Wales’ biggest ever health infrastructure project, the £350m Grange University Hospital, was planned from the start for rapid delivery, using offsite methods and a collaborative approach – but then covid-19 struck and the client needed beds available even faster. How did the project team do it?
Back in March when the coronavirus pandemic was just beginning to grip the UK, concerns around hospital capacity were emerging across the nation. In south-east Wales the need was immediate: for the Aneurin Bevan University Health Board, whose area then accounted for more than half of Wales’ confirmed covid-19 cases, it was imperative to increase the number of available beds. The region was already home to Wales’ biggest ever health infrastructure project, the £350m Grange University Hospital near Cwmbran, but that was not due to open for another 12 months.
As March drew to a close the hospital project team, led by architect BDP, project and cost manager Gleeds and main contractor Laing O’Rourke, were approached by the health board to see if anything could be done to accelerate completion of the facility, which was being delivered using offsite and design for manufacture and assembly (DfMA).
They agreed to fast-track the build programme so that 350 new beds could be made available as soon as possible to coronavirus patients if required. On 27 April, just four weeks later, the health board took possession of 50% of the space within the hospital. This included most of the ward blocks and the ground floor of the diagnostic and treatment departments, as well as the pathology department, the pharmacy, FM services areas and the mortuary, as well as car parking zones and plant areas. NHS staff now have the ability to mobilise within three weeks to take patients at the new hospital if there is a second spike in covid infections.
In a webinar held as part of Building’s Proud to Help campaign, Laing O’Rourke business unit leader Mike Lewis, Gleeds project director Victoria Head, BDP architect director Adrian Hitchcock and Nicola Prygodzicz, executive director of planning, digital and IT at the Aneurin Bevan University Health Board, shared how the use of offsite manufacturing on the project saved time, reduced the number of site workers and created a collaborative environment for solving problems.

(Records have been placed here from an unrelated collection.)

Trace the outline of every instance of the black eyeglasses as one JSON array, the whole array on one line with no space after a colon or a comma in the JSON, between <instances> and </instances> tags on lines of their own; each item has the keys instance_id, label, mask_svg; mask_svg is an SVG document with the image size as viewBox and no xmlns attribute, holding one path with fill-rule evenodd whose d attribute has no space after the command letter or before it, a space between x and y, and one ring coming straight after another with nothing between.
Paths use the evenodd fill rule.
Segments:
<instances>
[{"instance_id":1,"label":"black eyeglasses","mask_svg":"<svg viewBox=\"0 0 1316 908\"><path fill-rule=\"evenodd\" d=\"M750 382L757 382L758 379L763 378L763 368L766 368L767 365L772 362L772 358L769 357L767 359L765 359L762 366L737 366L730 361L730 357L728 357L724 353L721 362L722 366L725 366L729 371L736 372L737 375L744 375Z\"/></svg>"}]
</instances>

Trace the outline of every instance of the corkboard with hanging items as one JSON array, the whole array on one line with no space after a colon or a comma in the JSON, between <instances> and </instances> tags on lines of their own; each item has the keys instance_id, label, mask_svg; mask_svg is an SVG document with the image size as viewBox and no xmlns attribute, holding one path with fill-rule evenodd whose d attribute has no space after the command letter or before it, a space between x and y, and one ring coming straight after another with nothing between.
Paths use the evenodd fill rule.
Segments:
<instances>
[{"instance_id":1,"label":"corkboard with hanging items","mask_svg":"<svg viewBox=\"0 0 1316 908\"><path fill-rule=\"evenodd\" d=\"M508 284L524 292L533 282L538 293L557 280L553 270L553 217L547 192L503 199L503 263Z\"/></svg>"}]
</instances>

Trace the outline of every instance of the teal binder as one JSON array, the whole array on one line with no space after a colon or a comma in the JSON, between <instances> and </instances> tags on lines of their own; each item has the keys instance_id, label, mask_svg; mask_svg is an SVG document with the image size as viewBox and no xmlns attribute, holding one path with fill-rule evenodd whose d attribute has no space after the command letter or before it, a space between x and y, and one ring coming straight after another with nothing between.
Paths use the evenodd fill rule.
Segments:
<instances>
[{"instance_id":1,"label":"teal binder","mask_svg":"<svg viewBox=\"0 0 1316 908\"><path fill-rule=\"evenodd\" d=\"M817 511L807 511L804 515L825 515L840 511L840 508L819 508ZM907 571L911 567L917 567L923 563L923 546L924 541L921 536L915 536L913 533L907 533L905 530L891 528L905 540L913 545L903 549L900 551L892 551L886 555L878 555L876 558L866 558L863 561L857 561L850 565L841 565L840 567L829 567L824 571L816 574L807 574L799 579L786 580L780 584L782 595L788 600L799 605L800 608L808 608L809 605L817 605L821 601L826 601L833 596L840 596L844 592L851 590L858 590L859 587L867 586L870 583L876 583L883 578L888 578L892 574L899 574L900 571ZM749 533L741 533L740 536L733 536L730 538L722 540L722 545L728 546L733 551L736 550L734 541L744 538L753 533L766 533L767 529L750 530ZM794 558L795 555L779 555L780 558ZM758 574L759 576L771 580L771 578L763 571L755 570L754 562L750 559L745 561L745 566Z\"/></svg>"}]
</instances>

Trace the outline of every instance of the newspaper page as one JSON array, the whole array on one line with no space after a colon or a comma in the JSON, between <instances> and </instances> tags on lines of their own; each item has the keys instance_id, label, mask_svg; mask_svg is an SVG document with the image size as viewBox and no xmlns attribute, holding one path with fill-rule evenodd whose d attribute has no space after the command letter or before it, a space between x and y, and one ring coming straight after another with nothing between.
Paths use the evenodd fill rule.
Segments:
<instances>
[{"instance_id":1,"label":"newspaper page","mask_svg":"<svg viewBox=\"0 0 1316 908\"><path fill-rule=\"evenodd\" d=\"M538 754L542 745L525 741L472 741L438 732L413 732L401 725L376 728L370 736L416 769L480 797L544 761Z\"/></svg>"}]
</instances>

Collaboration from the start
Prygodzicz said that when the Grange University Hospital was first conceived the trust was looking for an acute healthcare facility to provide the specialist care unavailable at local hospitals in the Gwent region. “It took a year to get approval after the final business case was submitted. It couldn’t come quick enough for our clinical teams,” said Prygodzicz, adding that a number of local hospitals were decommissioned during the time it took to deliver the project.
If we hadn’t had the foresight to use modern methods of construction we would not have been able to respond and help the health board
Victoria Head, Gleeds
Laing O’Rourke’s Lewis described the client’s brief simply: “We need this as quick as we can physically get it.” The next step was setting up the project team, which along with Laing O’Rourke, Gleeds and BDP included WSP and Aecom as engineering consultants and Arup as NEC supervisor. Having the design and construction teams both involved from a very early stage was essential as it enabled everyone to understand each other’s perspective, said Gleeds’ Head.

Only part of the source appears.